August 1, 2019

Audience: Executive Leadership, Shelter/Rescue Staff & Volunteers, Veterinary Team

Organization: University of Denver
Investigator(s): Sloane M. Hawes, Josephine Kerrigan, Tess Hupe and Kevin N. Morris
Grant Amount: n/a
Project Type: Basic Research
Project Status: Research Complete

Project Summary

This survey-based study aimed to better understand pet acquisition history, disposition toward future pet acquisition preferences and social influences in the city of Austin, Texas, with the ultimate purpose of developing policies and procedures that will increase rates of adoption.
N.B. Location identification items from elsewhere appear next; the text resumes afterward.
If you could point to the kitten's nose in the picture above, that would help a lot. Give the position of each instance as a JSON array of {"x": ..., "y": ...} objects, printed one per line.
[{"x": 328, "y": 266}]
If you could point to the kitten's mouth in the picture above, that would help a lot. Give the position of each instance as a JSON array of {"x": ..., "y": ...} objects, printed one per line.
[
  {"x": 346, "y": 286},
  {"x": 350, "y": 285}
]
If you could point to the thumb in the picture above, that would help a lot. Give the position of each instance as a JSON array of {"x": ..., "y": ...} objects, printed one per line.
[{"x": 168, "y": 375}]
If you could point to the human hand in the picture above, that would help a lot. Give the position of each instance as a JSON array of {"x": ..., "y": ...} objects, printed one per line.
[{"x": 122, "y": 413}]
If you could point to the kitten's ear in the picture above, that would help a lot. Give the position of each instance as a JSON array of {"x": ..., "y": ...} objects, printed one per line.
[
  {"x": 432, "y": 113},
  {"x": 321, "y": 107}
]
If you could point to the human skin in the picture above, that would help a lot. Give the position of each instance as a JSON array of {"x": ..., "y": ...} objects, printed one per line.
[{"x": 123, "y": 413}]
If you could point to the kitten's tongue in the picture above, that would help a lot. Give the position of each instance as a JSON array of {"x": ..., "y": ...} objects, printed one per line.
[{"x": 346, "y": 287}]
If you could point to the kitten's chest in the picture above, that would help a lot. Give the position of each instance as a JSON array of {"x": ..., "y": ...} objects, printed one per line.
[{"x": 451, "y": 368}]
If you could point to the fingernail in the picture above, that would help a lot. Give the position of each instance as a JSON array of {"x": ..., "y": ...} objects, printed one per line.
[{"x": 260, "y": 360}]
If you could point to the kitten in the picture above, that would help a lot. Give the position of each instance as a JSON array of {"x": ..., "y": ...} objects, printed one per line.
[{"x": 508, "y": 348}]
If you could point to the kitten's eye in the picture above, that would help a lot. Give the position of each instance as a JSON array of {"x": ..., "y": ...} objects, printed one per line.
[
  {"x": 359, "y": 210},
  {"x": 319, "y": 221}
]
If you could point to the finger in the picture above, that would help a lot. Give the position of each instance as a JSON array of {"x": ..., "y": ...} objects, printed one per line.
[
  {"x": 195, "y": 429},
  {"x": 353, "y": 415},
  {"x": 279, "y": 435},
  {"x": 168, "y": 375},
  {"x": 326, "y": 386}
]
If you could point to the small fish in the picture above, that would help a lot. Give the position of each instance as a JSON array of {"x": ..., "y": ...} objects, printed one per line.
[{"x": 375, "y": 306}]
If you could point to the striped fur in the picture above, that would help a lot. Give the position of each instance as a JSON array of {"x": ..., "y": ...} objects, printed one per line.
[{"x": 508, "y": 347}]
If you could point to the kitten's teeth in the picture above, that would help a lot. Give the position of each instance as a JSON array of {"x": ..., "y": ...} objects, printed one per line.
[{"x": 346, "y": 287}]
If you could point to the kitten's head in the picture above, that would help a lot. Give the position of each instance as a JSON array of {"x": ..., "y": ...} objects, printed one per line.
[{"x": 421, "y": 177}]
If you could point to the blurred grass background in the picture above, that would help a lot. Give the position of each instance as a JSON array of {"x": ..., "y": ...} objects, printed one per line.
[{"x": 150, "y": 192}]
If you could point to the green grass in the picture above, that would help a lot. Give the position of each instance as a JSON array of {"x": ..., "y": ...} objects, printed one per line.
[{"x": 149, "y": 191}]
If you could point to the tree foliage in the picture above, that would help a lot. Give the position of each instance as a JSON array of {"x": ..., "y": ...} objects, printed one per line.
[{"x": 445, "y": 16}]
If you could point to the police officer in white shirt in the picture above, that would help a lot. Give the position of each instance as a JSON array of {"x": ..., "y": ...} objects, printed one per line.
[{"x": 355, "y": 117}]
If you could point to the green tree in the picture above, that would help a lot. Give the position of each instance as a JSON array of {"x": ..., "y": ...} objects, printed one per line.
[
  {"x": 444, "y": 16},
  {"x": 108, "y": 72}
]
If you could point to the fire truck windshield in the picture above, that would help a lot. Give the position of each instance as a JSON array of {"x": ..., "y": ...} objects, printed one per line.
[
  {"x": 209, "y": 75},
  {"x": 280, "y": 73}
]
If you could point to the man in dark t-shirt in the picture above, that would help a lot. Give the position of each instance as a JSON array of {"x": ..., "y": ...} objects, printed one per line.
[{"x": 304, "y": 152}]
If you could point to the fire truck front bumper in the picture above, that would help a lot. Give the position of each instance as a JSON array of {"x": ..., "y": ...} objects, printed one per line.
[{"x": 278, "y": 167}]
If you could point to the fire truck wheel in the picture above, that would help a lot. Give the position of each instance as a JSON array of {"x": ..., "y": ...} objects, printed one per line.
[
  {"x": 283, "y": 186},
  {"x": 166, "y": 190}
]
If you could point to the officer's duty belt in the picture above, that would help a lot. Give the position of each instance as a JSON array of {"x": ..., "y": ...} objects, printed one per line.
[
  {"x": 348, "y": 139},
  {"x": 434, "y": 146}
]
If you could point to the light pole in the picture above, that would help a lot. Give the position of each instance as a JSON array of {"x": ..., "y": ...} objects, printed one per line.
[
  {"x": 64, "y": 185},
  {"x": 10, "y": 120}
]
Although sample size was small (n=86), 81 (94%) respondents reported that they would consider obtaining their next pet from a shelter or rescue organization, whereas on the American Humane Association (2012) survey, only 56% of dog owners and 64% of cat owners said they would obtain their next pet from a shelter or rescue organization.


To expand the understanding of the attitudes informing pet acquisition preferences and the barriers to pet ownership in Austin, TX, specifically by developing and testing a survey instrument to assess sources of pet acquisition. By understanding more about pet acquisition history, pet preference, and social influences, this study can inform the strategies employed by shelters in the Austin area to increase rates of adoption.


A survey was developed and implemented utilizing a convenience sampling approach once a week for 2-3 hours in a variety of locations around the city that were expected to have a high volume of resident pedestrian traffic. This resulted in 86 participants from 35 (70%) of Travis County, TX zip codes ranging from 1 to 13 participants in each.


Demographics of Survey Participants:

  • There was balanced representation of average yearly income with 7 (8.1%) respondents earning less than $23,000, 16 (18.6%) respondents earning $23,001-$43,000, 15 (17.4%) respondents earning $43,001-$68,000, 19 (22.1%) respondents earning 68,000-$110,000, and 11 (12.8%) respondents earning more than $110,000.
  • 59 (68.6%) participants were female, 58 (67.4%) were ages 18-35, and 58 (67.4%) identified as ethnically white.
    - The majority representation in each of these categories may have skewed the results because research has demonstrated that women and younger individuals are more likely to favor adoption from shelters than their counterparts (Bir, et al., 2016; Reese, et al., 2017; Woodhead, et al., 2018).
    - Those who identify as white have also been shown to own more pets than any other ethnicity (Marsa-Sambola, et al., 2016; Brown, 2003; AVMA, 2018).

Pet Acquisition History

  • 73% (63) were both previous and current pet owners, while 9% (8) of participants currently own their first pet. Only 4 people (5%) reported never having a pet.
  • Most participants reported owning only one pet at a time. For example, 67% (12) of cat owners at some point stated they only have owned one cat, and 66% (42) of dog owners revealed that they only have one dog.
  • Although over 50% acquired pets from an animal shelter, only 21% (24) adopted from a local shelter in Austin; 35% (40) stated that they obtained their pets online, from a friend, or found their pet as a stray.

Future Pet Acquisition

  • 54% (46) indicated they would be interested in owning a pet in the future, while only 20% (17) said they were not interested in owning a pet in the future.
  • Among those interested in having cats in the future, 40% (4) had a cat-breed preference - only slightly less than those interested in acquiring a bred dog (47%, 25). Seventy-seven percent (40) of potential future dog owners indicated they have a preference in the size of their dog.
  • An overwhelming majority, 95% (81) indicated they would be interested in adopting a future pet from an animal shelter or rescue organization.


While this survey gathered preliminary data on past and future sources of pets, the size of the obtained sample limited analyses to descriptive statistics only. Findings revealed that pet ownership may be much more common in the city of Austin, relative to national data, with 83% currently owning a pet. Nearly 48% of these Austin-based participants acquired their pets through services besides animal shelters (10% from breeder, 8% found online, 14% from a family/friend, and 14% found as a stray). While this is lower than the percentage reported by the national surveys (AHA, 2012; APPA, 2016; AVMA; 2017), it still represents a substantial opportunity for animal shelters and rescue organizations to expand their market for adoption programs.